Someone Like Me Is Throwing Away Your Resume Right Now: How to Apply for a Job
by Mike Cherepko
1. Things That Ruin Your Chances Anywhere:-You should leave the "objective" portion off your resume. At best, it takes up space and fills up the page of your resume. Even then, it says nothing about you. The truest "objective" would say "Objective: to get a job." An ambitious one would say "Objective: to get this job." All others are slightly insincere. And when you include an objective, quite frequently you say you seek a job that is not quite the job you're applying for. So you disqualify yourself. Right at the top. Don't do that!
-Apply for a job with a stupid email address. Your name is a good email address. You can get a free email address from yahoo or gmail or hotmail or anywhere. If you use it ONLY for applying for jobs, you're set. You're already giving them all sorts of contact information. NEVER apply for a job with an email address that includes the numbers 69, 666, or words that hint at your sexual prowess. This is way more damning than having typos. It shows a severe lack of judgment.
-Don't have typos. People make typos and everyone knows people make typos. But this is also your job application, so the people reading resumes expect that you might pay extra attention to what you're writing. If there are a lot of applicants and the interviewer is looking for ways to narrow the field, typos are a sure way to weed some people out.
2. In that vein, here are things that personally annoy me and I use to weed people out. They're not insurmountable, and other people who get to make decisions about who to interview might not hold them against you. They are just indicative of one person's preferences. I'm also including general tips.
-Using "individual" as a noun. Try "person." Using "professional" as a noun. Try anything else. "Professional" is good if you want to make it clear that you're not a literal amateur.
-Saying "myself" where you mean "me."
-Bad grammar in general, but especially the kinds of mistakes that people who are trying to seem smart seem to make.
-Once you're out of college, don't mention high school. Don't provide your SAT scores unless asked to do so. If they were bad, they are no credit to you. If they were good, you seem like you are hung up on a test you took years ago. (This is less relevant if you are still in college.)

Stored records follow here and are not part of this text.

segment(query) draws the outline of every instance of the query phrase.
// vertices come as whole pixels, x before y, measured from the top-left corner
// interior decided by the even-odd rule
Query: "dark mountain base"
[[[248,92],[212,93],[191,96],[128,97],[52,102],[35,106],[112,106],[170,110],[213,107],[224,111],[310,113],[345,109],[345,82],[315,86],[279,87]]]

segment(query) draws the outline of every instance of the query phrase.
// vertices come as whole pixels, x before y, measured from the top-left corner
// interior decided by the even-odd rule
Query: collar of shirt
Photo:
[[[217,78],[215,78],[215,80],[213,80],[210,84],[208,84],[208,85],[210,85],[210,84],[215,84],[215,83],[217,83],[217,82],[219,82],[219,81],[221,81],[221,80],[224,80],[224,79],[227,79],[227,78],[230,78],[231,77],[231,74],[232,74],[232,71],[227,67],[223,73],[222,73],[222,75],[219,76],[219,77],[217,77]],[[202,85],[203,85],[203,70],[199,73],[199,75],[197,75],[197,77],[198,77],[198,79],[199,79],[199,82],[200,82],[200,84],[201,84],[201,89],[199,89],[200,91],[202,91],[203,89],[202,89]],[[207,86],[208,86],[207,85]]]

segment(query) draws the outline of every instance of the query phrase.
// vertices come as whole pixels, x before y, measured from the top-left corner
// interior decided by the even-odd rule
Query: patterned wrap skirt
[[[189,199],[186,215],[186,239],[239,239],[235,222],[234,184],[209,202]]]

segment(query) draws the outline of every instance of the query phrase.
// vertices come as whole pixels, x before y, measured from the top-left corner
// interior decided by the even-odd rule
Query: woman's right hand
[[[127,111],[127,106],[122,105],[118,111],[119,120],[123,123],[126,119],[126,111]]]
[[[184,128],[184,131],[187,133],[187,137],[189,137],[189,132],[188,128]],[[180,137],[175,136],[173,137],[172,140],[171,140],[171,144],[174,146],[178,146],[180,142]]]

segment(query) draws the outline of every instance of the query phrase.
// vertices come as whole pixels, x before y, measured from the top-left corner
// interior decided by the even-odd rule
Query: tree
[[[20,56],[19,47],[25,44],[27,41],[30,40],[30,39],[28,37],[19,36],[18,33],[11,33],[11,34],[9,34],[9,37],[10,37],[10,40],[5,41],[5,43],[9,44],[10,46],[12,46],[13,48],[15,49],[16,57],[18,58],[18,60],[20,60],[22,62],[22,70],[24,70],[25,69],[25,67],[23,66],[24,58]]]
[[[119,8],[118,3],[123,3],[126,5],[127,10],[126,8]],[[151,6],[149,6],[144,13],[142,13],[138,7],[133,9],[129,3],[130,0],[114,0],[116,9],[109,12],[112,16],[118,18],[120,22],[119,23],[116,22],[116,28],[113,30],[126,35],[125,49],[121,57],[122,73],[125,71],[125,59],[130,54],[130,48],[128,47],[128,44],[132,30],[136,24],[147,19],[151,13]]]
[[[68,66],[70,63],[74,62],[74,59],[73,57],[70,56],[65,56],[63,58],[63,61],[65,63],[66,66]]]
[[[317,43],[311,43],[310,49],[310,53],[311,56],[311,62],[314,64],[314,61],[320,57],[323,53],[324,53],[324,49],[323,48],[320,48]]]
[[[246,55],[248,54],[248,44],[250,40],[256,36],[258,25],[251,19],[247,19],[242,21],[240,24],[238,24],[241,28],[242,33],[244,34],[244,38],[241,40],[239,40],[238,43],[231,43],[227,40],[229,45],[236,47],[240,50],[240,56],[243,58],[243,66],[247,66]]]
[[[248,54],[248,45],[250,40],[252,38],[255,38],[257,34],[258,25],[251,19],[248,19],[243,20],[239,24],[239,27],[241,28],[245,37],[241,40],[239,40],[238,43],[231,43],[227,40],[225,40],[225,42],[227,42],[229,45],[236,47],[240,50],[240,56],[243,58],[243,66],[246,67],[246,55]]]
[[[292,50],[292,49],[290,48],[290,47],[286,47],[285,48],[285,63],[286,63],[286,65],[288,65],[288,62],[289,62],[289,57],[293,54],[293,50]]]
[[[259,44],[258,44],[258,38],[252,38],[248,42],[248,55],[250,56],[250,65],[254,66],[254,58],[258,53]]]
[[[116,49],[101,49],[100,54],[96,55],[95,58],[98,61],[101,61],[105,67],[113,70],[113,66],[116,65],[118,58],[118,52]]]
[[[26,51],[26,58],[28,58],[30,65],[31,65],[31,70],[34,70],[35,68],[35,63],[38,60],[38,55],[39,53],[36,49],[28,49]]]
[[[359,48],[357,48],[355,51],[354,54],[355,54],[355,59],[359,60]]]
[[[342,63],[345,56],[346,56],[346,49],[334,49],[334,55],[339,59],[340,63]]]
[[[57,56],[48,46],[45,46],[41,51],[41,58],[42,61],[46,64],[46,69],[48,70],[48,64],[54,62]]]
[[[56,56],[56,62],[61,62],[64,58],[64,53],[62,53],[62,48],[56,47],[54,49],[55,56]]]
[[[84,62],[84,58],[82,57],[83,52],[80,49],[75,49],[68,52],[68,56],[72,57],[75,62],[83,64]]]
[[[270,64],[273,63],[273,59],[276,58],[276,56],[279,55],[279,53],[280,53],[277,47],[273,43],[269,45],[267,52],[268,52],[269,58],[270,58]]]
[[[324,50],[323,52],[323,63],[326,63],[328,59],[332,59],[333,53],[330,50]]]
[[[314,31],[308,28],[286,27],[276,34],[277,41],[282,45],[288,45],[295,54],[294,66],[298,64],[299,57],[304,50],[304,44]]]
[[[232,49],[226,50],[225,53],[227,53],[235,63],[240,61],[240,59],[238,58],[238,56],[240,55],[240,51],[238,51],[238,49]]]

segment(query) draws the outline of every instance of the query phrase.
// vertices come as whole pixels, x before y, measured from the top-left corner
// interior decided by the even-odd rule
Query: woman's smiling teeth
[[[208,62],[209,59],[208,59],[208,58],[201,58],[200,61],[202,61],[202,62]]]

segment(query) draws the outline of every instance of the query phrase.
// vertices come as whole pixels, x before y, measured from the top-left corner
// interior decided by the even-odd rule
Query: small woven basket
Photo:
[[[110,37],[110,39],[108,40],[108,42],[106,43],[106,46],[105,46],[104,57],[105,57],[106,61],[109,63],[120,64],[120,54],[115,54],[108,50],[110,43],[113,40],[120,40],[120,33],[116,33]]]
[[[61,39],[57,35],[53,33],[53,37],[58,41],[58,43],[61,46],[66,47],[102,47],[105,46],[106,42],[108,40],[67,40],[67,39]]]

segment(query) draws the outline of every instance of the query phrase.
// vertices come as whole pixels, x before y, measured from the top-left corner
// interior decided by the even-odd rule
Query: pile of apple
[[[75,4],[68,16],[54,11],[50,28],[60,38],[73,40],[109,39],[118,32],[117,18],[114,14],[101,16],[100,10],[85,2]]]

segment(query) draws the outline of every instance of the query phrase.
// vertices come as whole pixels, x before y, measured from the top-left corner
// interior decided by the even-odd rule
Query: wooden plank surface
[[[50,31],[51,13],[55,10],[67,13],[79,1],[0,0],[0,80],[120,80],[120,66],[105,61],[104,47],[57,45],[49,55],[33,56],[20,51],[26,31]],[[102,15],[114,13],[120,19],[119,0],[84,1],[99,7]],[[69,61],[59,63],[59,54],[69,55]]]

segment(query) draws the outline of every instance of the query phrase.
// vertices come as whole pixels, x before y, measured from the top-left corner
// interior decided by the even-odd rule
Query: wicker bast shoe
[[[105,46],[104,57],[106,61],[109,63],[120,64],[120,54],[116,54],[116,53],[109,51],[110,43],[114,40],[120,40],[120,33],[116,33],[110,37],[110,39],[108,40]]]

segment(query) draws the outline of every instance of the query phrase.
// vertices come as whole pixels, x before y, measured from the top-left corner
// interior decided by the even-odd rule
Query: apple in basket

-Don't include your GPA if it's less than 3.0. Don't provide a GPA beyond one digit after the decimal. (Round your 3.46 to a 3.5.) Don't round up to a 4.0 though.
-Bulleted lists of job responsibilities are eye-catching. Begin the bullets with verbs.
-Keep your resume to one page unless you've been in the workforce for a long time. If you just have had a lot of jobs, drop the older ones. Drop interests unless you have something that makes you truly interesting. (Running a marthon doesn't. Cooking doesn't. "Writing an advice column" is a start. "Painting" is boring. "Painting with blood," is interesting but in very poor judgment to include. Or to do for that matter. But I digress.)
-It's perfectly fine to apply via email. It is probably preferred to apply via email. Put the job you are applying for in the subject line. In the first line of the cover letter, put the job title again and where you found the job posting or who referred you. You can write the cover letter in the body of the email. It's better to attach the resume as a file unless instructed otherwise. PDFs are the best. Word documents are the second best, but make sure you turned off things like boxes that show alignment and red and green squiggles to call attention to your mistakes (or what Word decides are mistakes). Don't attach anything else. You might as well paste it into the email.
-Quit stressing out about the cover letter. Think of it as a "cover note." Your experience is all contained on your resume, but you have a chance to elaborate on it a little, explain some things, and show a little bit of your personality. It's just a note! People get worked up over how to address the letter!
-That being said, "To whom it may concern," is fine if you aren't given the person's name. "Dear Sir or Madam," is good too. "Dear Sir" is very bad if the person reading the resumes is a woman. "Dear Human Resources Professional," is no good. First, you're using "professional" as a noun, which I hate. You're also only addressing someone who works in H.R. If you have a hope of getting hired, someone else is also going to be reading your cover letter. The person who posted the job and doing the interviewing might not even be in human resources.
-If you go to the trouble of finding an employer's address so you can mail a resume on fancy paper, somewhere between 30 and 300 people have already applied via email by the time your resume gets there.
-When you attach your resume as a file, name it something good. [last name] resume.doc makes sense.
-After an interview, send a thank you note. Ask for your interviewer's business card so you can. Send a thank you note to every interviewer. Interviewers have been known to not hire people who don't send thank you notes and the really tough ones don't offer their cards.
-The thank you note doesn't have to contain anything other than a thank you and a line saying you're still interested in the job. You can email it. It will get there more quickly.